Additionally, the settlement would provide nonmonetary relief in the form of various Uber commitments to drivers and restructuring of certain Uber practices. For their part, the plaintiffs would agree to release “all claims based on or reasonably related to the employment misclassification claim.” Thus, the parties were agreeing to let stand the current Uber practice of classifying drivers as independent contractors. Although such a settlement would not eliminate the debate over Uber driver status in all arenas—certainly the federal tax classification issue would remain open for the IRS to consider—it would nonetheless have marked a potentially important shift in the debate. However, on August 18, 2016, the U.S. District Court for the Northern District of California rejected the settlement. Why did the court say no, and what might this mean for Uber driver classification?

In a 35 page opinion, Judge Chen outlined the grounds on which the court denied the plaintiffs’ motion for preliminary approval of the settlement. In particular, Judge Chen commented on the broad scope of drivers who would be bound by the settlement, the claims on which they would be bound, and the significant dollar value such potential plaintiffs would forgo. Specifically, the settlement would cover “the claims of both the certified class members and drivers who fall outside the class definition and thus have not been certified” including “all Massachusetts drivers and California drivers who drove for a third party transportation company or drove under a corporate name.”

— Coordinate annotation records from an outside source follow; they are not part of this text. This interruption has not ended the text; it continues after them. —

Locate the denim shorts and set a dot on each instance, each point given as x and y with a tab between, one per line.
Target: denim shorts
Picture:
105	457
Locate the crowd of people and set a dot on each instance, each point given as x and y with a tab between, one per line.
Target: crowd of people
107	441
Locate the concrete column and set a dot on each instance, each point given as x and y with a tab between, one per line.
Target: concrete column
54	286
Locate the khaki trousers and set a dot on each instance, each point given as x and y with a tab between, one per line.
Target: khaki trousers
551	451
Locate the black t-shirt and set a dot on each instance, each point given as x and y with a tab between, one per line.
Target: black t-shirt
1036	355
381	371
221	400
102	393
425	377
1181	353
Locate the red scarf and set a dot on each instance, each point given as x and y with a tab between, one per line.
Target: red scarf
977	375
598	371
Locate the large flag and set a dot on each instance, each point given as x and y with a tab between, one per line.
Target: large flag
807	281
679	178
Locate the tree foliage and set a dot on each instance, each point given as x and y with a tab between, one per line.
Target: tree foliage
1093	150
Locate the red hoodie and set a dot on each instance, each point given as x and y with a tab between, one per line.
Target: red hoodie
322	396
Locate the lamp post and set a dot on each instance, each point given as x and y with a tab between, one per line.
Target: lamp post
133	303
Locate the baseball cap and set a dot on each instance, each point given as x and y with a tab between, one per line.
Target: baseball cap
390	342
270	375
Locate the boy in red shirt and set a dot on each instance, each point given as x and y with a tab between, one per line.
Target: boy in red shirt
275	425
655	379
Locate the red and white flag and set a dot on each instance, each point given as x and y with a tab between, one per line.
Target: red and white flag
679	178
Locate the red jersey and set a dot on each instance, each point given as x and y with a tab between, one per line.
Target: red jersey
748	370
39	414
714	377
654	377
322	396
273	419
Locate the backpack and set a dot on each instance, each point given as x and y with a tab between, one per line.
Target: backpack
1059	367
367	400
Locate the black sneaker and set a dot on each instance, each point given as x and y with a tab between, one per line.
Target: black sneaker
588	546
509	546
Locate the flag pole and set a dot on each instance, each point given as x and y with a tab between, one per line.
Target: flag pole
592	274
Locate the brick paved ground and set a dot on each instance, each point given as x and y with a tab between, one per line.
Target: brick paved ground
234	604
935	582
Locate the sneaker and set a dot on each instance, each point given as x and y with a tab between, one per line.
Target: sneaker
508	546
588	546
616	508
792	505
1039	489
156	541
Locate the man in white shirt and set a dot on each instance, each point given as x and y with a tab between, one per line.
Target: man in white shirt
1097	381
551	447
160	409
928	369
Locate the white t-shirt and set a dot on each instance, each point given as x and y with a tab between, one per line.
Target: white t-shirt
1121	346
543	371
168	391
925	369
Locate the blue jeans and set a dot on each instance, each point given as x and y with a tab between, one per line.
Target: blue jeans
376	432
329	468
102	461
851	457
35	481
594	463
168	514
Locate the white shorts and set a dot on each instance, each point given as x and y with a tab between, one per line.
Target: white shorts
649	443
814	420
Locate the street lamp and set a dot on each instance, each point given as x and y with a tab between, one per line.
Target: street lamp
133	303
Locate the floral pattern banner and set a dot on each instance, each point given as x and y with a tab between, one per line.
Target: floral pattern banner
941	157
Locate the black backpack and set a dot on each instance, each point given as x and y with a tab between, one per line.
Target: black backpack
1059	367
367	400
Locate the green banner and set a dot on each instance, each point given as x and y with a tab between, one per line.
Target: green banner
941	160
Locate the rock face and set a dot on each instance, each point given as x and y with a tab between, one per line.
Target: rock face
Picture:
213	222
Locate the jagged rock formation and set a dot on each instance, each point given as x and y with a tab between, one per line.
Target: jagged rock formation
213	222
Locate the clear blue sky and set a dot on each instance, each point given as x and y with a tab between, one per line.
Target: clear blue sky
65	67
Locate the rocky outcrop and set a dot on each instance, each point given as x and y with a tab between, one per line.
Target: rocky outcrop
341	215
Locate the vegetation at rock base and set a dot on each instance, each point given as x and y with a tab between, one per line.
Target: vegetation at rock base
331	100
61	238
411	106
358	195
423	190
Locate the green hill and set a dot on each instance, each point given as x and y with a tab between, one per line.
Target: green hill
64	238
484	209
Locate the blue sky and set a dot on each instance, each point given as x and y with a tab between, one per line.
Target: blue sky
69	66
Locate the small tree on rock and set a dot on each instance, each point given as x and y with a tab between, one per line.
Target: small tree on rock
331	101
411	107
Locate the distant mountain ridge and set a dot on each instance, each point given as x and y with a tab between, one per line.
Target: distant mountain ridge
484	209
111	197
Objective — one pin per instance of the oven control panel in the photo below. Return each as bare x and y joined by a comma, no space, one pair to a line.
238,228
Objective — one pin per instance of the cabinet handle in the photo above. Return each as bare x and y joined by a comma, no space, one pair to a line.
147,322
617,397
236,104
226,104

Under the proposed settlement “all claims related to misclassification, including many which had not been brought in [the] case,” would be released by these drivers. The sacrifice of these claims was possibly significant even though the legal question of driver status was uncertain. The court observed that “[t]he fundamental question of whether Uber drivers are employees or independent contractors is not a simple one” and bolstered this statement by outlining the arguments supporting each side. However, the court ultimately objected to the fact that, pursuant to the settlement, the plaintiffs sought to “formally add the PAGA [Private Attorney General] claim to the suit and settle it for $1 million, despite having previously argued that the . . . claim could result in penalties over $1 billion.” The PAGA claim would allow drivers as private plaintiffs to recover civil penalties from labor code violations and share the recovery with the government. Although the opinion details other concerns with the settlement (including Uber’s driver deactivation policy, tipping policy, and new December 2015 arbitration agreement), the worker classification issue played a central role. So where does the case (and the classification question) go from here?

In mid-October, the parties will return to court for a status conference to determine how to proceed with the case (which has a pending motion, and an appeal pending in the Ninth Circuit regarding Uber’s arbitration clauses with drivers). One possibility is that the parties will renegotiate the settlement. But a revised agreement is unlikely to cede the big issue and treat drivers as employees, though it might provide a larger monetary payment. Alternatively, the parties could head to trial, especially if the Ninth Circuit upholds Uber’s arbitration clause and requires most drivers to arbitrate their claims. Either way, this Uber litigation will eventually make a mark on the Uber driver classification conflict. But, as many industry commentators have observed, Uber’s best strategy for ending driver litigation and the controversy over worker status may be its effort to eliminate drivers entirely with the introduction of the driverless Uber car.